The barrister in green listened to the somewhat wire-drawn deductions of Homespun with great attention notwithstanding the confused and obscure manner in which they were delivered by the aspiring tradesman.  His keen eye rolled quickly, and often, from the vessel to the countenance of his companion; but several moments elapsed before he saw fit to make any reply.  The reckless gayety with which he had introduced himself, and which he had hitherto maintained in the discourse, was entirely superseded by a musing and abstracted air, which sufficiently proved, that, whatever levity he might betray in common, he was far from being a stranger to deep and absorbing thought.  Suddenly throwing off his air of gravity, however, he assumed one in which irony and sincerity were singularly blended and, laying his hand familiarly on the shoulder of the expecting tailor, he replied ­

“You have communicated such matter as becometh a faithful and loyal servant of the King.  It is well known that a heavy price is set on the head of the meanest follower of the Rover, and that a rich, ay, a splendid reward will be the fortune of him who is the instrument of delivering the whole knot of miscreants into the hands of the executioner.  Indeed I know not but some marked evidence of the royal pleasure might follow such a service.  There was Phipps, a man of humble origin, who received knighthood ­”

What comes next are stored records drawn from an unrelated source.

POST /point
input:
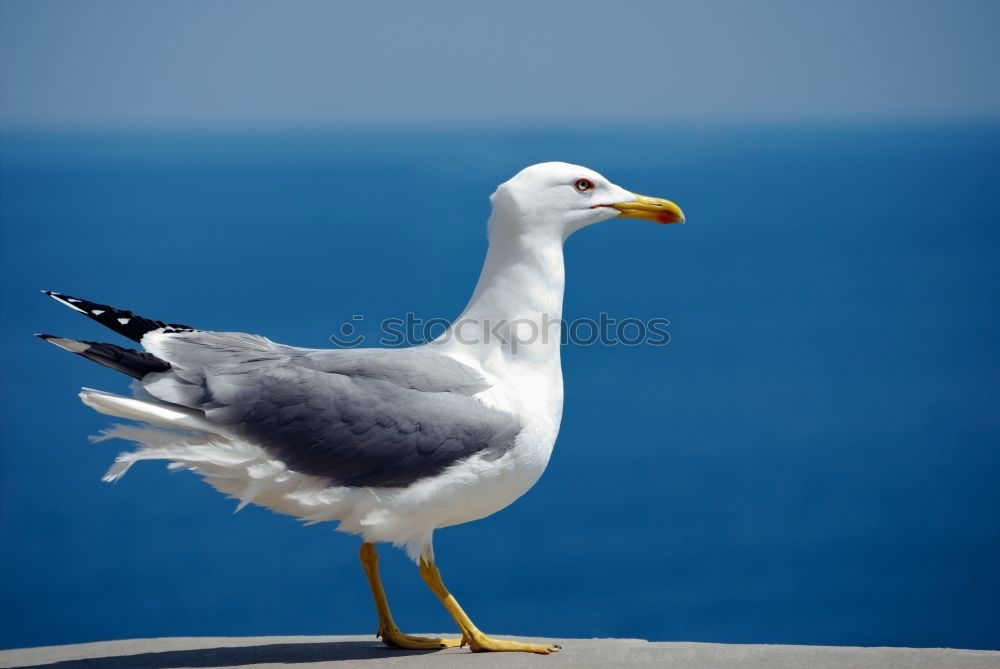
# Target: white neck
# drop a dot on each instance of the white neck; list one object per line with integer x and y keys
{"x": 518, "y": 296}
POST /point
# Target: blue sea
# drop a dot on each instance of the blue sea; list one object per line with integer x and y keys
{"x": 814, "y": 457}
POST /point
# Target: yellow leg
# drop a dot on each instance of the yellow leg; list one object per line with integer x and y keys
{"x": 387, "y": 628}
{"x": 471, "y": 635}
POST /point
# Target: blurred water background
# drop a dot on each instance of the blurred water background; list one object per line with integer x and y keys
{"x": 814, "y": 458}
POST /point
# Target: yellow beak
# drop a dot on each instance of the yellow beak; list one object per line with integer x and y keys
{"x": 650, "y": 208}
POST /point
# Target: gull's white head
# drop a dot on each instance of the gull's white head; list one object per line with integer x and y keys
{"x": 559, "y": 198}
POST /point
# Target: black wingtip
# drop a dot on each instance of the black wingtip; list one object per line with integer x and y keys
{"x": 122, "y": 321}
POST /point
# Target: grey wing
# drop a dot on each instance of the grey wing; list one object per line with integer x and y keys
{"x": 367, "y": 417}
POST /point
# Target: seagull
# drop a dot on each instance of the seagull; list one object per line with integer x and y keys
{"x": 391, "y": 443}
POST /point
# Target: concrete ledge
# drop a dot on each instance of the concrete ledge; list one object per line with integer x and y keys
{"x": 364, "y": 651}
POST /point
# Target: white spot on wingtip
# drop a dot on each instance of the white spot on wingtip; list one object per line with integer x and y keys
{"x": 70, "y": 345}
{"x": 69, "y": 304}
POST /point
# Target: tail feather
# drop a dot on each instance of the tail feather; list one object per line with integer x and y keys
{"x": 136, "y": 364}
{"x": 122, "y": 321}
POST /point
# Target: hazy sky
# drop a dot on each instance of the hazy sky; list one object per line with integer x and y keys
{"x": 153, "y": 63}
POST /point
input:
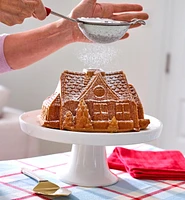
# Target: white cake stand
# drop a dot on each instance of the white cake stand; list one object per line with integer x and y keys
{"x": 88, "y": 165}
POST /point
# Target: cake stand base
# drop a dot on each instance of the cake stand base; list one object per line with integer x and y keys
{"x": 88, "y": 167}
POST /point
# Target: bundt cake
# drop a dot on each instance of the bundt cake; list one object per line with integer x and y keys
{"x": 93, "y": 101}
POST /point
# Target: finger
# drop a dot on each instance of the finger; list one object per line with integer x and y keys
{"x": 118, "y": 8}
{"x": 40, "y": 12}
{"x": 130, "y": 16}
{"x": 11, "y": 20}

“Knighthood!” echoed the tailor, in awful admiration.

“Knighthood,” coolly repeated the stranger; “honourable and chivalric knighthood.  What may have been the appellation you received from your sponsors in baptism?”

“My given name, gracious and grateful sir, is Hector.”

“And the house itself? ­the distinctive appellation of the family?”

“We have always been called Homespun.”

“Sir Hector Homespun will sound as well as another!  But to secure these rewards, my friend, it is necessary to be discreet.  I admire your ingenuity, and am a convert to your logic.  You have so entirely demonstrated the truth of your suspicions, that I have no more doubt of yonder vessel being the pirate, than I have of your wearing spurs, and being called sir Hector.  The two things are equally established in my mind:  but it is needful that we proceed in the matter with caution.  I understand you to say, that no one else has been enlightened by your erudition in this affair?”

“Not a soul.  Tape himself is ready to swear that the crew are conscientious slavers.”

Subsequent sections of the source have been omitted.